# TCP/IP-Kommunikation ist zu langsam



## saez (28. Okt 2008)

Hallo,

beim Prüfen einer Java-Anwendung im Produktionsumfeld ist es zu massiven Performanceproblemen gekommen. Dazu folgende Stats:

-Java-Anwendung mit TCP/IP-Kommunikation als Server, dazu gibt es noch eine C-Komponente für intensive Rechenaufgaben. Diese Anwendung nimmt über einen Port Nachrichten entgegen und soll diese beantworten. Für das Verschicken ist ein Transaktionssystem (TrxSys) verantwortlich, das ist in C geschrieben.

TrxSys hat jedoch schon massive Probleme nur Verbindungen aufzubauen (also ohne Transaktionen zu verschicken), daher musste das Timeout für einen Verbindungsaufbau hochgeschraubt werden, was in Produktion nicht zulässig ist. 
Zum Verbindungsaufbau schickt TrxSys eine 51Byte große Nachricht an den Java-Server, dieser wiederum antwortet zunächst mit der identischen Nachricht.
Aufgefallen ist u.a., dass der Java-Server die Antwort auf 2 Pakete aufteilt, das erste ist nur 2 Byte groß, das zweite dann 48. TrxSys muss das dann zusammensetzen und das dauert wohl. Außerdem vergeht zwischen beiden gesendeten Paketen mindesten 150ms, was an sich schon viel zu lange ist.


Weiterhin:
Es gibt einen auch TrxSys-Simulator in Java, der schickt ebenfalls Nachrichten und wartet auf Antworten. Bringt man beide Java-Anwendungen über Netzwerk (2 Rechner) zusammen, dann schaffe ich 3Trx pro Sekunde. Macht man das Ganze über localhost/die ip-adresse eines Rechers, habe ich hingegen 600Trx/sek. Bei letzter Variante wird die Netzwerkkarte wohl außen vor gelassen, es ist kein Traffic darüber zu erkennen. Offenbar werden die Nachrichten auf einer anderen Schicht ausgetauscht. 

Ersetzt man Sender (Simulator) oder Empfänger (Server) durch ein C-Programm geht die Performance nach oben. Aber die von Java geschickte Nachricht wird jeweils in 2 Pakete aufgeteilt. Sind beide Komponenten in C geht es rasend schnell und es gibt jeweile nur ein Paket pro Nachricht.

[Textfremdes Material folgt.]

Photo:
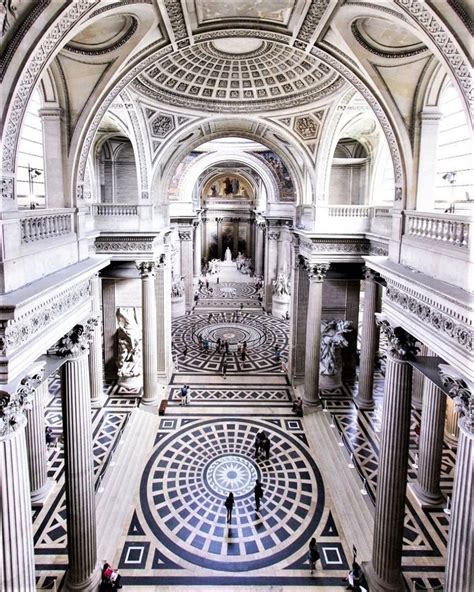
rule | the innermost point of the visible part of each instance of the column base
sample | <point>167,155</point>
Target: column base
<point>376,584</point>
<point>99,402</point>
<point>364,404</point>
<point>312,406</point>
<point>426,499</point>
<point>39,497</point>
<point>90,584</point>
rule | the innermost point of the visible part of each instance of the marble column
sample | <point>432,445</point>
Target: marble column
<point>459,561</point>
<point>36,445</point>
<point>451,427</point>
<point>163,317</point>
<point>430,450</point>
<point>298,315</point>
<point>384,570</point>
<point>197,248</point>
<point>53,165</point>
<point>316,274</point>
<point>429,120</point>
<point>368,341</point>
<point>95,353</point>
<point>83,571</point>
<point>186,251</point>
<point>149,340</point>
<point>271,256</point>
<point>17,570</point>
<point>259,242</point>
<point>109,309</point>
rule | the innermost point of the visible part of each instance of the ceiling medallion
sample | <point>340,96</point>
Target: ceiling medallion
<point>238,73</point>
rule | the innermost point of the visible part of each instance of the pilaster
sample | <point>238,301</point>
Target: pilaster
<point>95,354</point>
<point>316,275</point>
<point>17,551</point>
<point>147,270</point>
<point>459,561</point>
<point>40,485</point>
<point>369,342</point>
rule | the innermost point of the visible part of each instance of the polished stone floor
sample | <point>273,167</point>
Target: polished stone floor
<point>161,482</point>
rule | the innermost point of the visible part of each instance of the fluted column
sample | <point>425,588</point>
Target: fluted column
<point>271,256</point>
<point>259,242</point>
<point>298,315</point>
<point>197,248</point>
<point>163,318</point>
<point>16,529</point>
<point>369,342</point>
<point>149,346</point>
<point>83,572</point>
<point>418,383</point>
<point>36,446</point>
<point>460,552</point>
<point>316,275</point>
<point>451,428</point>
<point>186,250</point>
<point>384,570</point>
<point>430,450</point>
<point>95,353</point>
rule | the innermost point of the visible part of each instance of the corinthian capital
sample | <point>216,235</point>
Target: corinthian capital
<point>146,268</point>
<point>76,342</point>
<point>13,405</point>
<point>401,345</point>
<point>370,275</point>
<point>318,271</point>
<point>462,393</point>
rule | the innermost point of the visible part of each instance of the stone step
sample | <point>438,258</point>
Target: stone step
<point>122,479</point>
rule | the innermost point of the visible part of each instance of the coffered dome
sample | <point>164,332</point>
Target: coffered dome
<point>224,75</point>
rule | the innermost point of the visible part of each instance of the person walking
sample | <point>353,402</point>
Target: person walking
<point>229,506</point>
<point>313,554</point>
<point>258,492</point>
<point>266,447</point>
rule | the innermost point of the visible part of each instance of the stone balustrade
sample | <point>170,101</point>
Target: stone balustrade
<point>350,211</point>
<point>115,210</point>
<point>444,228</point>
<point>37,226</point>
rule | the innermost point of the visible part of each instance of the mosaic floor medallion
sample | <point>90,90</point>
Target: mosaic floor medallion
<point>191,472</point>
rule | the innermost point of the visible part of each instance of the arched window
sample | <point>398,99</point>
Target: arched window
<point>454,166</point>
<point>30,171</point>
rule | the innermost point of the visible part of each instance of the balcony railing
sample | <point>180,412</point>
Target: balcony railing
<point>448,229</point>
<point>36,226</point>
<point>114,210</point>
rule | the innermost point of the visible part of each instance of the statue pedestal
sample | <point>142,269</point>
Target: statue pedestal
<point>178,308</point>
<point>130,381</point>
<point>330,383</point>
<point>280,305</point>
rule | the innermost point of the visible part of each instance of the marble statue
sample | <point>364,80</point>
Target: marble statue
<point>128,343</point>
<point>177,288</point>
<point>281,285</point>
<point>332,341</point>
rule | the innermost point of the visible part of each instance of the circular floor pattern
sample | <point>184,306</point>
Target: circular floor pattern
<point>234,333</point>
<point>187,480</point>
<point>270,332</point>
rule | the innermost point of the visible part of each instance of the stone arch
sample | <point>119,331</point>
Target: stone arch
<point>201,164</point>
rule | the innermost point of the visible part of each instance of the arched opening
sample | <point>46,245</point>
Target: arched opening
<point>117,171</point>
<point>349,173</point>
<point>30,174</point>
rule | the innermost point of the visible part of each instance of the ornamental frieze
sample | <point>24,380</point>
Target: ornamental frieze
<point>15,333</point>
<point>430,315</point>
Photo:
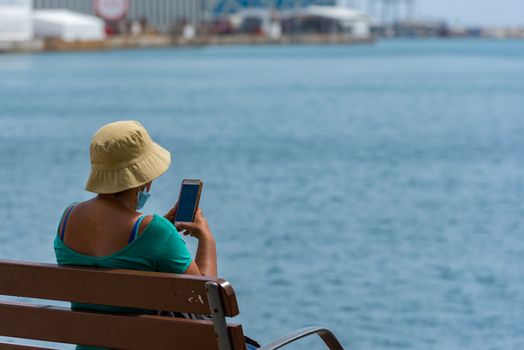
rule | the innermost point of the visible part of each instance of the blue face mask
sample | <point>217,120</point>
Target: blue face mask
<point>141,198</point>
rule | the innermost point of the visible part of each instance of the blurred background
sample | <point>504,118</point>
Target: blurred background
<point>363,161</point>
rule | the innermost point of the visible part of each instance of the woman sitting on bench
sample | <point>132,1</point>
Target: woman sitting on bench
<point>109,231</point>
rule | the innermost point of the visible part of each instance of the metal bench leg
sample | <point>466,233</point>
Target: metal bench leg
<point>325,334</point>
<point>219,319</point>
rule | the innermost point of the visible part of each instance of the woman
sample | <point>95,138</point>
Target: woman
<point>108,231</point>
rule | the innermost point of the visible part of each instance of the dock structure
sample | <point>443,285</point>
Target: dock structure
<point>389,11</point>
<point>222,7</point>
<point>163,15</point>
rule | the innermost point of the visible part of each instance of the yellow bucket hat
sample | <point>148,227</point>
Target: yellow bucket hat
<point>123,156</point>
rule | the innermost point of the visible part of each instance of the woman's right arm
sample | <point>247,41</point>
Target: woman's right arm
<point>205,263</point>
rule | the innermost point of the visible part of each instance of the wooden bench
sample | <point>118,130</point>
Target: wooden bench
<point>126,288</point>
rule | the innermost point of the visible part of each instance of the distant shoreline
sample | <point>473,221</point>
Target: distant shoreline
<point>164,41</point>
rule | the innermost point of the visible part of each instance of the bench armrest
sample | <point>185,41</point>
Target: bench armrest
<point>327,336</point>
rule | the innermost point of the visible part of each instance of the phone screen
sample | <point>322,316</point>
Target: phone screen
<point>187,203</point>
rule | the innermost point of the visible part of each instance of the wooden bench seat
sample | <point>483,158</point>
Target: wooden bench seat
<point>126,288</point>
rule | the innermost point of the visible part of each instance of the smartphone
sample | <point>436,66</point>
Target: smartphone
<point>188,200</point>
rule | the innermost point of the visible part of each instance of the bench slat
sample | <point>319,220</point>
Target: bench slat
<point>128,288</point>
<point>133,332</point>
<point>6,346</point>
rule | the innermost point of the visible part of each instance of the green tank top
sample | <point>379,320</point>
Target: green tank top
<point>158,248</point>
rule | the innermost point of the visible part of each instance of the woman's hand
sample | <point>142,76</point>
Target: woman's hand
<point>199,228</point>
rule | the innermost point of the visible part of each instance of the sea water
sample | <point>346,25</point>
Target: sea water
<point>377,190</point>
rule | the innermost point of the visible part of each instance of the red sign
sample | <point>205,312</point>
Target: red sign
<point>111,10</point>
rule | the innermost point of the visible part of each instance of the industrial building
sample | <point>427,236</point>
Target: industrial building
<point>163,15</point>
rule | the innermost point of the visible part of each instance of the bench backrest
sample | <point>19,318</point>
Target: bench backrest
<point>126,288</point>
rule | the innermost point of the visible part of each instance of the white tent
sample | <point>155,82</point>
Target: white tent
<point>15,20</point>
<point>353,21</point>
<point>67,25</point>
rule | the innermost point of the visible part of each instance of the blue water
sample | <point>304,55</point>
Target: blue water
<point>377,190</point>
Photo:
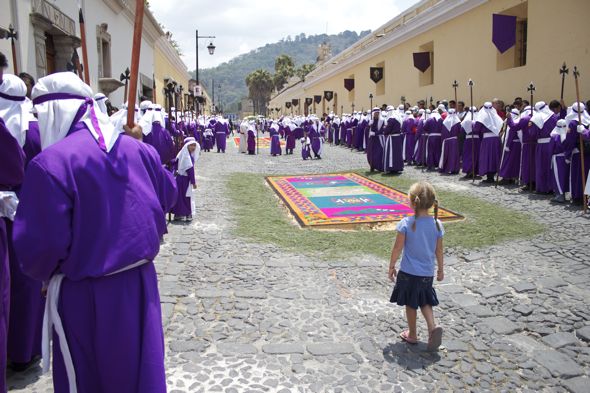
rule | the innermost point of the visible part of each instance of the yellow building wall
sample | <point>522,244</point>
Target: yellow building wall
<point>463,49</point>
<point>164,68</point>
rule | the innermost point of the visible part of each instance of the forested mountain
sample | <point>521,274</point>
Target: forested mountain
<point>231,76</point>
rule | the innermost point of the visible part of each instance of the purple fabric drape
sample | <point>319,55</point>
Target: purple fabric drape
<point>422,60</point>
<point>349,84</point>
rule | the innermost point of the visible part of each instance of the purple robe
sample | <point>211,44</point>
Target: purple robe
<point>489,151</point>
<point>393,150</point>
<point>376,145</point>
<point>86,214</point>
<point>409,128</point>
<point>12,168</point>
<point>510,167</point>
<point>434,142</point>
<point>220,132</point>
<point>162,141</point>
<point>182,207</point>
<point>543,154</point>
<point>275,143</point>
<point>572,153</point>
<point>449,159</point>
<point>26,300</point>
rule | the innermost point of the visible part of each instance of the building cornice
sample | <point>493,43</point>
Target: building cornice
<point>408,27</point>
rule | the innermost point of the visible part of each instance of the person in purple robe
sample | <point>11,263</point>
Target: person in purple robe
<point>275,140</point>
<point>251,131</point>
<point>155,135</point>
<point>573,149</point>
<point>314,134</point>
<point>521,126</point>
<point>185,179</point>
<point>290,137</point>
<point>376,141</point>
<point>305,146</point>
<point>89,223</point>
<point>432,128</point>
<point>12,167</point>
<point>488,126</point>
<point>510,167</point>
<point>471,145</point>
<point>542,124</point>
<point>560,168</point>
<point>26,300</point>
<point>393,161</point>
<point>409,129</point>
<point>421,138</point>
<point>449,159</point>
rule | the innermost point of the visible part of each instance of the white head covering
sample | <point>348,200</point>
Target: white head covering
<point>184,156</point>
<point>13,108</point>
<point>62,99</point>
<point>542,114</point>
<point>101,100</point>
<point>451,120</point>
<point>489,118</point>
<point>560,129</point>
<point>119,119</point>
<point>572,113</point>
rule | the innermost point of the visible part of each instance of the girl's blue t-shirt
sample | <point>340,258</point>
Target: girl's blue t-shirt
<point>419,256</point>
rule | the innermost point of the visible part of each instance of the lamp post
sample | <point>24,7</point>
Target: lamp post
<point>210,48</point>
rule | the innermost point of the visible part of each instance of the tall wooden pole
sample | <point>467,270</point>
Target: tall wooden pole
<point>84,47</point>
<point>584,198</point>
<point>135,53</point>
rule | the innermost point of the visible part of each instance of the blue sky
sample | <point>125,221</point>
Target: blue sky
<point>241,25</point>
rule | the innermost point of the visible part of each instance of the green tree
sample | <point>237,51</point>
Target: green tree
<point>260,86</point>
<point>305,69</point>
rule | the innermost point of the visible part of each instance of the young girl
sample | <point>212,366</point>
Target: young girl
<point>420,238</point>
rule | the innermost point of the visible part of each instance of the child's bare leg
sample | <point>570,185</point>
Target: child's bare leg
<point>428,316</point>
<point>411,315</point>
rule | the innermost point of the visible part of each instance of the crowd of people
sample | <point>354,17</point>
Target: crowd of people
<point>537,146</point>
<point>83,204</point>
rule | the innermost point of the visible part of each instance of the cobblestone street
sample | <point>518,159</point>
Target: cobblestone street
<point>246,317</point>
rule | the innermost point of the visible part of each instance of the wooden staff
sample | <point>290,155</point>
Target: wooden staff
<point>472,136</point>
<point>13,35</point>
<point>84,48</point>
<point>531,89</point>
<point>584,197</point>
<point>563,71</point>
<point>135,53</point>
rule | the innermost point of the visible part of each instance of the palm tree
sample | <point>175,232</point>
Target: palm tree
<point>260,86</point>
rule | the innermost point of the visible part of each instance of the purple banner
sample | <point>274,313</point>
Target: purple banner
<point>349,84</point>
<point>503,31</point>
<point>422,60</point>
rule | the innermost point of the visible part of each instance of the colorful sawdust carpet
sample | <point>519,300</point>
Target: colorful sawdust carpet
<point>344,199</point>
<point>263,142</point>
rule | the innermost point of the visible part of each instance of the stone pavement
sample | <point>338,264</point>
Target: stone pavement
<point>245,317</point>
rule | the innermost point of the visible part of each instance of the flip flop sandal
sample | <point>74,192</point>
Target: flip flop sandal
<point>435,339</point>
<point>406,337</point>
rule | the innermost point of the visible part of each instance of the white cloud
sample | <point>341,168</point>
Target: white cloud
<point>240,25</point>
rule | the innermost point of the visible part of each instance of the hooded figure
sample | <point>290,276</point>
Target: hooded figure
<point>542,124</point>
<point>89,222</point>
<point>488,125</point>
<point>449,159</point>
<point>12,169</point>
<point>376,141</point>
<point>26,301</point>
<point>510,167</point>
<point>185,178</point>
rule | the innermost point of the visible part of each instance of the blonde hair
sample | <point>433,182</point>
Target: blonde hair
<point>423,197</point>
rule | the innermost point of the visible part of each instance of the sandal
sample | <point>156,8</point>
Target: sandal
<point>435,339</point>
<point>405,335</point>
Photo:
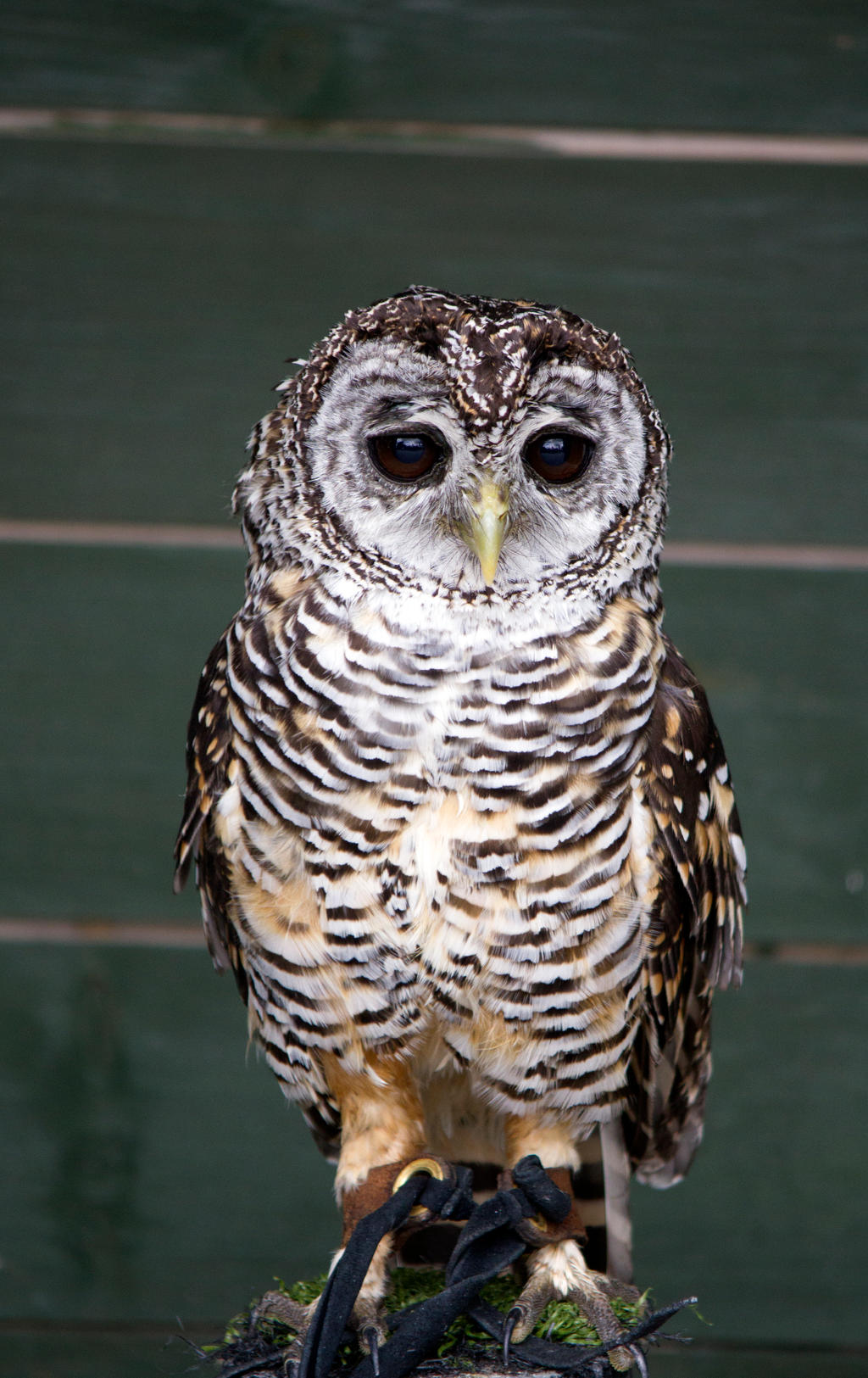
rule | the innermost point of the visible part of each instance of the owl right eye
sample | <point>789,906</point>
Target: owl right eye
<point>405,455</point>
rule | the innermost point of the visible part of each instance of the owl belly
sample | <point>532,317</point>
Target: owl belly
<point>531,950</point>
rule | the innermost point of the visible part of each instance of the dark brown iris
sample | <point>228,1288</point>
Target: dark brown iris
<point>405,455</point>
<point>559,456</point>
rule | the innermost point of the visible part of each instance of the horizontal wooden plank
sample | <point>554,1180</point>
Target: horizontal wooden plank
<point>103,650</point>
<point>733,65</point>
<point>154,1173</point>
<point>164,288</point>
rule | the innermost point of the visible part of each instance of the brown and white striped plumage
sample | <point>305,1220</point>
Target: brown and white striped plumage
<point>469,846</point>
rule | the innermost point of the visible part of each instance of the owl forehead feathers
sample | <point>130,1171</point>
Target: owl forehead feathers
<point>484,368</point>
<point>489,348</point>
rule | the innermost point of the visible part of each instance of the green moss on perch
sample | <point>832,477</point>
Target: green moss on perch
<point>463,1340</point>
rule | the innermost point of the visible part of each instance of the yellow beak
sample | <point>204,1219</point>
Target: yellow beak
<point>487,527</point>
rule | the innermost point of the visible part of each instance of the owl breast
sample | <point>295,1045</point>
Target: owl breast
<point>452,860</point>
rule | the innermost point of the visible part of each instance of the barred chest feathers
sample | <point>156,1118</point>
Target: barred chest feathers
<point>466,833</point>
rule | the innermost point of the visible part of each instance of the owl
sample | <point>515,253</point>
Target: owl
<point>462,822</point>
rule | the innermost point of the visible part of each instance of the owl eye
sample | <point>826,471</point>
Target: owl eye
<point>559,456</point>
<point>407,455</point>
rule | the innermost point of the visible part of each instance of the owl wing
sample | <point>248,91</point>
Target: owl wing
<point>696,923</point>
<point>209,754</point>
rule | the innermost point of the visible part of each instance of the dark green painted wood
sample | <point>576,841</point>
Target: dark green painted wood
<point>794,66</point>
<point>150,295</point>
<point>103,650</point>
<point>771,1228</point>
<point>152,1174</point>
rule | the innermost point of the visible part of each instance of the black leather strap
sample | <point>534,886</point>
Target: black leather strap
<point>488,1243</point>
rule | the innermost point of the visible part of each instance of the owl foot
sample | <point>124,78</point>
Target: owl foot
<point>559,1272</point>
<point>368,1320</point>
<point>291,1314</point>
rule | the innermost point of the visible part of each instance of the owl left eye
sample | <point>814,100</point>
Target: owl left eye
<point>405,455</point>
<point>559,456</point>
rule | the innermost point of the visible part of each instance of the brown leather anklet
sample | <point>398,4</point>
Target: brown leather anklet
<point>385,1181</point>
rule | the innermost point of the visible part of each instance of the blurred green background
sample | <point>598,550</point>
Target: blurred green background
<point>153,282</point>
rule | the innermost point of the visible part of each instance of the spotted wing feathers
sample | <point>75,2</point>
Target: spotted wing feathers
<point>209,760</point>
<point>696,925</point>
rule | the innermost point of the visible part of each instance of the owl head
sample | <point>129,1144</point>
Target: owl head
<point>474,447</point>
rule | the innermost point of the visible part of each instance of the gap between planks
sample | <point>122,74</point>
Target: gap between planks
<point>167,535</point>
<point>186,936</point>
<point>434,137</point>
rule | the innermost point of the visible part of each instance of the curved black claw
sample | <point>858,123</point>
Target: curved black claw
<point>509,1326</point>
<point>639,1359</point>
<point>372,1340</point>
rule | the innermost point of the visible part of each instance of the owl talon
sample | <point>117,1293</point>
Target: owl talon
<point>371,1338</point>
<point>638,1356</point>
<point>292,1314</point>
<point>509,1326</point>
<point>559,1272</point>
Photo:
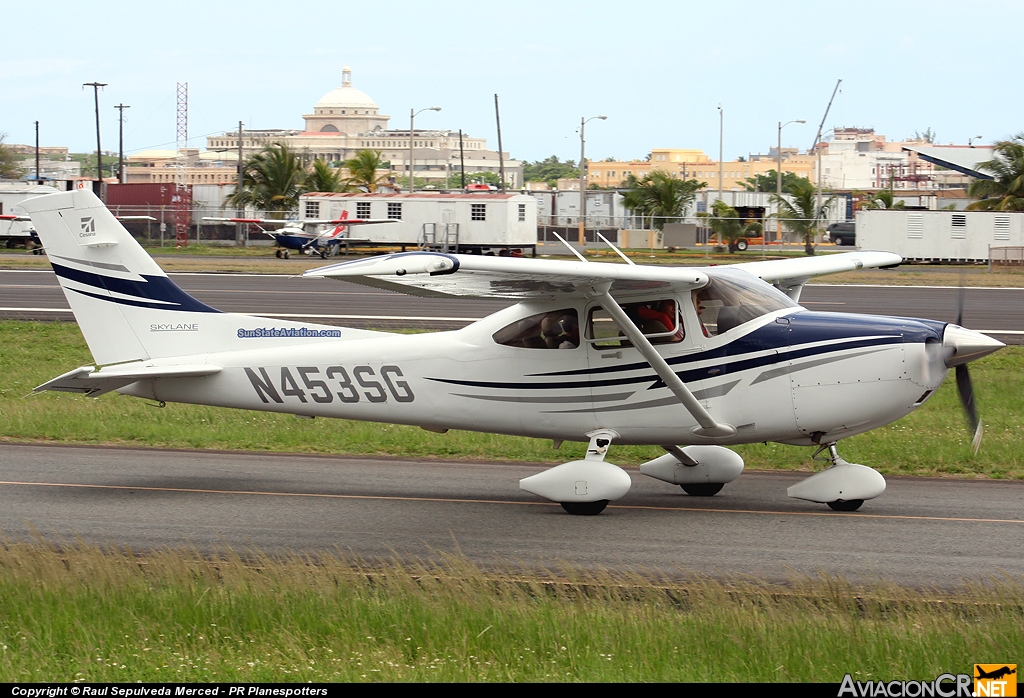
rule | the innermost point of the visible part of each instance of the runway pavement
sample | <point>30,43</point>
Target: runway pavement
<point>35,295</point>
<point>923,532</point>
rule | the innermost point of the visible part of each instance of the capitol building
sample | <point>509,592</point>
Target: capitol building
<point>346,120</point>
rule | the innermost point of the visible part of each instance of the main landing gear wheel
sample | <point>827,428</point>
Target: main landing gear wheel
<point>585,508</point>
<point>704,488</point>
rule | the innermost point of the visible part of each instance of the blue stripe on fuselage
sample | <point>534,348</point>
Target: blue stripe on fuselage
<point>784,340</point>
<point>143,293</point>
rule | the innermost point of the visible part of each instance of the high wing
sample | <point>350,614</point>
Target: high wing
<point>426,273</point>
<point>303,221</point>
<point>790,275</point>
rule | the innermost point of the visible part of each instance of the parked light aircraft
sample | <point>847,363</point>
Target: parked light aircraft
<point>306,235</point>
<point>691,359</point>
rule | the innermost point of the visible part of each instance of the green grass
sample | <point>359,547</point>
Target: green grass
<point>933,440</point>
<point>90,615</point>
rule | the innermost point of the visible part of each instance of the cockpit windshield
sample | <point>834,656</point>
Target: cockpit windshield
<point>733,297</point>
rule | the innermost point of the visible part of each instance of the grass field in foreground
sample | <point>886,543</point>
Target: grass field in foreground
<point>933,440</point>
<point>90,615</point>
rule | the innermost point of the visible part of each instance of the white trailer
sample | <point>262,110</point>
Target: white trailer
<point>939,235</point>
<point>13,232</point>
<point>474,223</point>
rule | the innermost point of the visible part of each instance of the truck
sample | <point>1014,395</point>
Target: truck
<point>843,233</point>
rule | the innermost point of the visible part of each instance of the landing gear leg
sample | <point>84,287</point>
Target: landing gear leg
<point>844,486</point>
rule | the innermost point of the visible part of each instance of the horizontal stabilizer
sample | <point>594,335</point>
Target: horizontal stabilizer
<point>809,267</point>
<point>88,381</point>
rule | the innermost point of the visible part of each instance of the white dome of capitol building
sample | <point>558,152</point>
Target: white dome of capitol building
<point>345,111</point>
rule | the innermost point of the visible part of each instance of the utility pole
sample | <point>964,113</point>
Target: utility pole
<point>241,212</point>
<point>121,141</point>
<point>97,186</point>
<point>462,161</point>
<point>501,156</point>
<point>721,129</point>
<point>817,146</point>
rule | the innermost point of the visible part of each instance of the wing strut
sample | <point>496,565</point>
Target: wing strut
<point>709,427</point>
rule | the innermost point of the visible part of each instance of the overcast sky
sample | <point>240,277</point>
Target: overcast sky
<point>656,69</point>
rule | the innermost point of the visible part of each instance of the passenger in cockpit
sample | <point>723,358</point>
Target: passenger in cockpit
<point>698,306</point>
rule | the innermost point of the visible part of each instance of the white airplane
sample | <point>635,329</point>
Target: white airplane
<point>691,359</point>
<point>305,235</point>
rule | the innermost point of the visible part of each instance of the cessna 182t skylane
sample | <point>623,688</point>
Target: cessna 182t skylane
<point>609,353</point>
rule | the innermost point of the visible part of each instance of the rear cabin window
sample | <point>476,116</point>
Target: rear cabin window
<point>553,330</point>
<point>732,298</point>
<point>658,320</point>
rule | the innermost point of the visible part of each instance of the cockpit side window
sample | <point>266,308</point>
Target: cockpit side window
<point>732,298</point>
<point>658,320</point>
<point>553,330</point>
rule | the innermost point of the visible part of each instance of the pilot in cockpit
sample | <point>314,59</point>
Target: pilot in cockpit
<point>560,331</point>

Kann jemand damit etwas anfangen?


----------



## tuxedo (28. Okt 2008)

>> Kann jemand damit etwas anfangen?

Ne, absolut nicht. Ich tippe mal auf eine grottenschlechte "TrxSys" Implementierung, oder irgendwelche anderen 3rd Party Abhängigkeiten die das ganze in den Keller ziehen.

Java an sich hat keine Probleme mit "normalen Java IO" eine 100Mbit Netzwerkkarte voll auszulasten (also rund 10MByte/sek).

Auch gibt es keine bekannten Probleme mit vielen gleichzeitigen Clients. Spätestens mit "Java NIO" sind, bei einer guten Servermaschine, 2500 und mehr Clients drin.

Dass das 51 byte große Paket auch noch zerteilt wird kann ich mir nicht erklären. Aber auch hier: Da muss was schlecht implementiert worden sein.

>> TrxSys hat jedoch schon massive Probleme nur Verbindungen aufzubauen (also ohne Transaktionen zu verschicken)

Generell oder nur in Verbindung mit einem Java-Server? Wenn nicht nur zu Java, wird wohl der Fehler in diesem ominösen TrxSys zu suchen sein...

>> Offenbar werden die Nachrichten auf einer anderen Schicht ausgetauscht. 

Jupp. AFAIK geht das nahezu direkt über den RAM Speicher. Aber auch hier sind 600 Trx/Sek a 51 Byte eindeutig zu wenig. Du solltest hier definitiv >10mbyte/sek erreichen _können_. (das wären dann fast 200.000 Trx/Sek ...(falls der Server mit dem verarbeiten der Nachrichten hinterher kommt))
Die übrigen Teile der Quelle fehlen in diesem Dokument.